According to the French government, the ban, approved by the Constitutional Council, was meant to protect the secular culture and the separation of church and state that is strictly observed in the country. A ban on the headscarves was recently suggested in order to alleviate any tensions present.
Professor of the ancient history of Christianity Jean-Marie Salamito described the incident as a “very rare” occurrence.
He added: “French university professors are generally very open-minded and tolerant, and France is the country of freedoms. Calling the Islamic headscarf a thing can be considered a sign of disrespect to the student and to Islam.”
Salamito added that “the attitude and comments of one professor doesn’t reflect how French professors treat veiled students,” nor does it reveal a rise in Islamophobia in France’s education system.
University president Philippe Boutry apologized to the student last week in a letter in order to avoid any sort of controversy aimed at the school, claiming the professor had simply misunderstood the 2004 law.

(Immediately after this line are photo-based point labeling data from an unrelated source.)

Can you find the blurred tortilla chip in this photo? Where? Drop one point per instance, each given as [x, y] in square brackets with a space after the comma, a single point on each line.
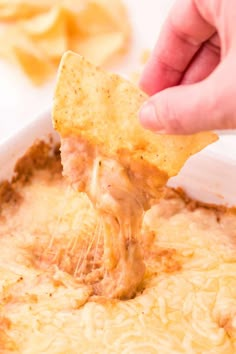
[98, 49]
[20, 50]
[102, 108]
[21, 9]
[97, 29]
[49, 30]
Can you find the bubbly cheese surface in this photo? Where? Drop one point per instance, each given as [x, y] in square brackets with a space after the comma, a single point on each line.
[187, 303]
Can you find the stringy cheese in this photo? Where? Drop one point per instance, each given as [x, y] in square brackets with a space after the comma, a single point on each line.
[188, 304]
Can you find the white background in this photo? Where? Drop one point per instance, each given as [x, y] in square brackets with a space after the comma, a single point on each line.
[20, 102]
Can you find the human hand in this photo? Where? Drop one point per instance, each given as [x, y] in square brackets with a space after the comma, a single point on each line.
[192, 70]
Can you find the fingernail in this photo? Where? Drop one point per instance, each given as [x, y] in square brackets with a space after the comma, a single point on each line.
[148, 117]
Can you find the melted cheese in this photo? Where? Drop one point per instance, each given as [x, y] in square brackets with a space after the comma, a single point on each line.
[188, 303]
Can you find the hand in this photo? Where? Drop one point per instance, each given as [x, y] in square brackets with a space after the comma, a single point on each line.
[192, 70]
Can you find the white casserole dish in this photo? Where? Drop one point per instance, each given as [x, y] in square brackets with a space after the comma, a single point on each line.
[207, 176]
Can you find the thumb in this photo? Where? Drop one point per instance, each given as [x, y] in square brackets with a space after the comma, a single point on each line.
[187, 109]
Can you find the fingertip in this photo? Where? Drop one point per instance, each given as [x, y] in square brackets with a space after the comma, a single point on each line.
[148, 117]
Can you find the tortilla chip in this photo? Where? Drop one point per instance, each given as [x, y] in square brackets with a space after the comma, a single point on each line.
[49, 32]
[98, 49]
[21, 51]
[102, 108]
[97, 29]
[21, 9]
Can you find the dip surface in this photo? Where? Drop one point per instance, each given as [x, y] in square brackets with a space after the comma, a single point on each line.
[51, 246]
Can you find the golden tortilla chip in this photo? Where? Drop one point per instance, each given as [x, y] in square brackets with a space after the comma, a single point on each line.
[103, 109]
[21, 9]
[97, 29]
[98, 49]
[20, 50]
[49, 32]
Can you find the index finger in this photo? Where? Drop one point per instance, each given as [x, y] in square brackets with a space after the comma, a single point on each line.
[183, 34]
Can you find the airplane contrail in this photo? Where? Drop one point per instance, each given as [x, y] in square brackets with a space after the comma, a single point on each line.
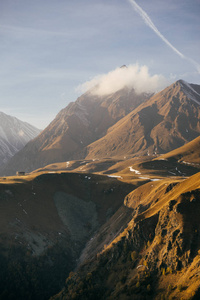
[148, 21]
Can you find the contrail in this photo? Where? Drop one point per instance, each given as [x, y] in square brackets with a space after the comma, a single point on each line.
[148, 21]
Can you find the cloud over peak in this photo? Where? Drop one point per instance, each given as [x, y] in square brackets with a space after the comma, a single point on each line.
[133, 76]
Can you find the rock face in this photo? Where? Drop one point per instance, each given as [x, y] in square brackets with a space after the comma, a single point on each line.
[165, 122]
[14, 135]
[45, 221]
[157, 254]
[75, 127]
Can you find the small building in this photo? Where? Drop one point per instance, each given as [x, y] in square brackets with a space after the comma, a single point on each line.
[20, 173]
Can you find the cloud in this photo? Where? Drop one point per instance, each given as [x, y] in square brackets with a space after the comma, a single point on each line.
[133, 76]
[149, 23]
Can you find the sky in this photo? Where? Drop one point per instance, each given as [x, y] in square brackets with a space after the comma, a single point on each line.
[52, 51]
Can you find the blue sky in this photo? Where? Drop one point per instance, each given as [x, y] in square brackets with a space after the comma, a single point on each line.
[49, 48]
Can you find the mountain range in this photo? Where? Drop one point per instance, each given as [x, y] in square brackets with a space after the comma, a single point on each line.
[96, 127]
[110, 206]
[14, 135]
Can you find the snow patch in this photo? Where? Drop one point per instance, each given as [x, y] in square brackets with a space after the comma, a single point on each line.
[135, 171]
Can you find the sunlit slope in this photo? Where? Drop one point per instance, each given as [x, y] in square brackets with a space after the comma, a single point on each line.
[157, 254]
[76, 126]
[188, 154]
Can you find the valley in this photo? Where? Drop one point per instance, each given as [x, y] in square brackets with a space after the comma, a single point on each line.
[106, 202]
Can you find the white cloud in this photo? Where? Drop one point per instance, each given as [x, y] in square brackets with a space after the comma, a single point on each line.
[133, 76]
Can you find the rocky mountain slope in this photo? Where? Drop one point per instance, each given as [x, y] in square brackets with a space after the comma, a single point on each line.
[188, 154]
[165, 122]
[14, 135]
[76, 126]
[45, 222]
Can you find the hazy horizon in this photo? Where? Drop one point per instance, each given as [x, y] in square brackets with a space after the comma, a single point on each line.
[48, 50]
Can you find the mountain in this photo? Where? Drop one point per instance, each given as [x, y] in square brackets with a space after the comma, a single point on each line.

The student, insisting that the professor fully understood the law, is asking that the lecturer be punished to avoid any future incidents.
As similar incidents have occurred in the past in France, professors are now discussing the issue in terms of integration into French society. They consider the wearing of burqas to be a problem, as “a professor isn’t able to see the face of the person they’re talking to. It’s a matter of normal communication,” said Salamito.
Muslim student Leila al-Hakim told reporters she was in shock over the incident and is asking university staff to respect all students, “no matter their origin or religion.” She added that such treatment highlights the divide between Muslims and other students. She has never been subjected to treatment of this nature at the university herself.
France is home to one of the largest Muslim populations in Western Europe. Of the 5 million Muslims living there, somewhere between 400 and 2,000 are women who wear face veils.